Anna Bekker had it coming.
CHAPTER TWO
JACK SET HIS BELONGINGS on the cot adjacent to where Dr. Odaba said he slept, glad that the doctor had been called off as soon as they’d reached the framed tent. Jack regretted displacing whoever the cot belonged to, but had been told that the keepers usually ended up sleeping with the baby elephants. It improved survival rates. In any case, he needed a minute to digest what had just happened outside. What he’d seen. He sat on the edge of the cot and braced his forearms on his legs, trying to run some calculations. Jet lag and lack of sleep weren’t helping. He pinched the bridge of his nose.
That little girl had to be, what, four or five? She spoke better than his three-year-old nephew, was a bit taller, too. He rubbed at the tightness in his chest. No way. The Anna he knew would have said something. The Anna he knew, who’d worn a promise ring through high school and veterinary school, who’d always valued family, would have said something. Maybe he was jumping to conclusions.
He fished out his bottle and took a swig of warm water, then got up and paced, trying to remember the details of what had happened that day after her graduation, when everything she’d ever believed in had shattered.
And she’d turned to him.
Big mistake.
He’d tried to do the right thing, tried to be there for her. As much as he’d hoped to be, he knew he wasn’t good enough for her then, and she’d apparently agreed. Her choice had said it all. Nothing had changed.
Two abrupt taps at the screen door had him looking up. Anna. A mixture of fury and longing for what might have been smacked him in the gut. No. Never look back. “We need to talk, Jack,” Anna said through the screen. She waited with her hands tucked in her front pockets, eyes on the floor. Couldn’t face him, could she?
He got up and took two easy strides to the door. He opened it wide and turned his palm to the room. “Mi casa es su casa. How would they say that in Swahili? But wait, I’m guessing you don’t need an invitation, since you seem to run things as you see fit.”
“Jack, even with the canvas rolled down, voices carry. We need to talk in private. Please.”

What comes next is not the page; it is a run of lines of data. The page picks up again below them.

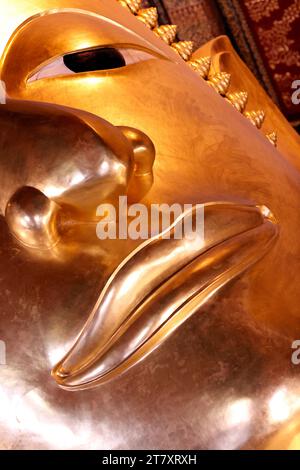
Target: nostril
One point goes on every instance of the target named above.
(32, 218)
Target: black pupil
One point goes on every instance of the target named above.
(95, 59)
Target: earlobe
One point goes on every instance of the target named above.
(144, 158)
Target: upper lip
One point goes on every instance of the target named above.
(158, 286)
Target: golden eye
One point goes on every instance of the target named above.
(91, 60)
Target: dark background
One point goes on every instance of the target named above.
(266, 33)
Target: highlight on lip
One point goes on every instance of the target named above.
(158, 287)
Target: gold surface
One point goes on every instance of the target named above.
(166, 137)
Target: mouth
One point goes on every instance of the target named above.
(160, 285)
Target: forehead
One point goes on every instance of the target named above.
(16, 12)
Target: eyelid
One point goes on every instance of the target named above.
(57, 66)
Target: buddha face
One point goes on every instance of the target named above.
(95, 57)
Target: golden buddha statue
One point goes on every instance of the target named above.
(101, 102)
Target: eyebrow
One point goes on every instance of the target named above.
(113, 23)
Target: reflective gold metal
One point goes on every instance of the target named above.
(184, 49)
(196, 334)
(220, 82)
(272, 138)
(166, 32)
(201, 66)
(149, 16)
(256, 117)
(238, 99)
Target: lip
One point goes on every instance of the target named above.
(159, 286)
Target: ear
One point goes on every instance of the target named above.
(144, 158)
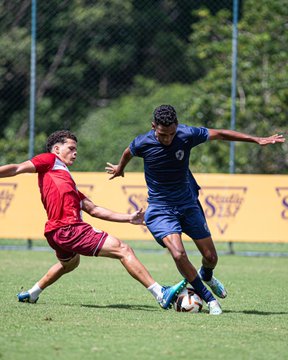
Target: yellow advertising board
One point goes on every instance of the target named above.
(246, 208)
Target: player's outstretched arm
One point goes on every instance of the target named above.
(231, 135)
(136, 218)
(118, 170)
(16, 169)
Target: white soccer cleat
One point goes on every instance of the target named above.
(214, 307)
(216, 286)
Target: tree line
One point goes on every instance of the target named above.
(102, 67)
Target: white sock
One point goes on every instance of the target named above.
(34, 292)
(156, 290)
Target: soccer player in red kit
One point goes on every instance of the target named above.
(65, 230)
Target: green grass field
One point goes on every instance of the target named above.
(99, 312)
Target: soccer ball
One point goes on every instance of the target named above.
(188, 301)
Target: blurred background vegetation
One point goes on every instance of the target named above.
(103, 66)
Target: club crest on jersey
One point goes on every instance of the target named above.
(179, 154)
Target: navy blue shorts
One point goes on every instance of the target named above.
(165, 220)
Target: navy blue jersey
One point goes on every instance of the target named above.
(167, 173)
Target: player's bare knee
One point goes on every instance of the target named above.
(71, 264)
(126, 250)
(211, 259)
(179, 255)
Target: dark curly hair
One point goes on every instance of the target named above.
(59, 136)
(165, 115)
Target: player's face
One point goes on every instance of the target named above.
(165, 134)
(67, 152)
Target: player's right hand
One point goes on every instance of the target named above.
(114, 170)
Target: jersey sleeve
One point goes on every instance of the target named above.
(81, 195)
(198, 135)
(43, 162)
(134, 147)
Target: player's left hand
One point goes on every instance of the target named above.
(271, 139)
(137, 218)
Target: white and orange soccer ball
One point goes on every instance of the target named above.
(188, 301)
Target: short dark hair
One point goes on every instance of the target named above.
(59, 136)
(165, 115)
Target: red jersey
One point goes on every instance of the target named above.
(59, 194)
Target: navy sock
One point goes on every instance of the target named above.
(206, 273)
(201, 290)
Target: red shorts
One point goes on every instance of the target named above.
(80, 238)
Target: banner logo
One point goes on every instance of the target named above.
(7, 191)
(282, 192)
(221, 205)
(137, 199)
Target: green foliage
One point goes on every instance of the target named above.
(110, 63)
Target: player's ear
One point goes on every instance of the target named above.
(56, 149)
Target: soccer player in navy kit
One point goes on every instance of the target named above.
(173, 193)
(65, 230)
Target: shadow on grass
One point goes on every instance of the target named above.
(256, 312)
(122, 306)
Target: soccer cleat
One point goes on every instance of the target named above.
(24, 296)
(214, 307)
(170, 293)
(216, 286)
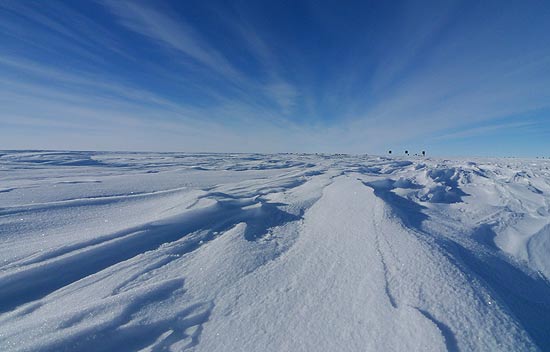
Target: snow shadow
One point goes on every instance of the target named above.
(524, 294)
(408, 211)
(51, 273)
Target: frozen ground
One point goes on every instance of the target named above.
(223, 252)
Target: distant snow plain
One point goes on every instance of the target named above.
(287, 252)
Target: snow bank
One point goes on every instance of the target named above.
(248, 252)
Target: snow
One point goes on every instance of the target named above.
(287, 252)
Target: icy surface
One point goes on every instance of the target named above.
(247, 252)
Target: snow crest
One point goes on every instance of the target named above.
(288, 252)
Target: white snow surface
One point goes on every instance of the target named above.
(287, 252)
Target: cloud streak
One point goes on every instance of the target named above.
(272, 77)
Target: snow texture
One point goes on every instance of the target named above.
(290, 252)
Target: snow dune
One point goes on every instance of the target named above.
(247, 252)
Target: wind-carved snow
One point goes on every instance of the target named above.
(291, 252)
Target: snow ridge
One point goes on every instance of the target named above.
(246, 252)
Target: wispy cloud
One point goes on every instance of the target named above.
(272, 77)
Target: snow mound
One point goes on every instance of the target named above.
(247, 252)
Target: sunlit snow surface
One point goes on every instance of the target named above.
(247, 252)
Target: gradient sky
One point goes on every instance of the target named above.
(451, 77)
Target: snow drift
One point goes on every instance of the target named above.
(247, 252)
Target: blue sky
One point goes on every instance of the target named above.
(450, 77)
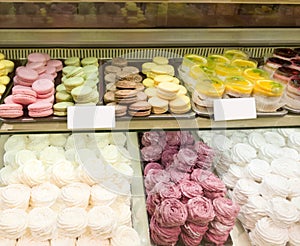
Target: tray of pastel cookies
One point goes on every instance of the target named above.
(41, 88)
(145, 88)
(232, 74)
(186, 202)
(72, 189)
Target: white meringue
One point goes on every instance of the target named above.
(15, 196)
(102, 220)
(125, 236)
(72, 222)
(75, 195)
(42, 223)
(13, 223)
(44, 195)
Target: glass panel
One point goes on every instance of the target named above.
(145, 15)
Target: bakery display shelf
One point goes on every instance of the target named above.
(176, 1)
(170, 124)
(151, 37)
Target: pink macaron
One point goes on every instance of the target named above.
(43, 86)
(23, 95)
(37, 66)
(56, 63)
(40, 109)
(11, 110)
(37, 57)
(27, 75)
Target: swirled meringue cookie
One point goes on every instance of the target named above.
(256, 140)
(257, 169)
(111, 154)
(84, 176)
(102, 220)
(221, 143)
(9, 158)
(13, 223)
(51, 155)
(294, 141)
(23, 156)
(267, 233)
(294, 234)
(15, 142)
(242, 154)
(72, 222)
(29, 240)
(118, 138)
(125, 236)
(252, 211)
(296, 202)
(32, 173)
(15, 196)
(38, 142)
(101, 196)
(63, 173)
(75, 195)
(274, 138)
(294, 184)
(7, 242)
(88, 240)
(58, 140)
(44, 195)
(282, 212)
(244, 189)
(234, 174)
(63, 241)
(285, 167)
(42, 223)
(274, 185)
(270, 152)
(8, 175)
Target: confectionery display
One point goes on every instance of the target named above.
(33, 88)
(6, 68)
(261, 169)
(66, 189)
(185, 201)
(133, 94)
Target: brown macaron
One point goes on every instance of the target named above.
(140, 109)
(125, 85)
(109, 97)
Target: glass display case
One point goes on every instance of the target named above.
(139, 31)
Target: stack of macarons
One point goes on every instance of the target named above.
(125, 90)
(33, 87)
(79, 84)
(6, 67)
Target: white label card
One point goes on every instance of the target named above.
(90, 117)
(234, 109)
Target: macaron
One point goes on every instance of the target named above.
(11, 110)
(139, 109)
(72, 61)
(57, 64)
(63, 96)
(60, 109)
(180, 105)
(73, 82)
(159, 106)
(43, 86)
(37, 57)
(40, 109)
(23, 95)
(89, 61)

He stepped closer to her, deliberately breaching her personal space. She looked up at him with doelike innocence. He folded his arms and lowered his voice.
“If you want to talk in private, guess I can assume she’s mine.”
Anna looked away, but not before he saw her eyes glisten with moisture that she swallowed hard against. He watched the tense movement of her neck and the grinding of her jaw. He remembered how she would grind her teeth while studying for an exam. He used to stay in the library with her, long after the research labs sequestered in the top floors of the vet school were locked up. He’d spend half the time working on his master’s thesis and half watching over her. Waiting to make sure she got back to her apartment safely. Didn’t seem as if she needed help anymore.
“Well, there’s my answer. You think you could spare me a few words to go along with that?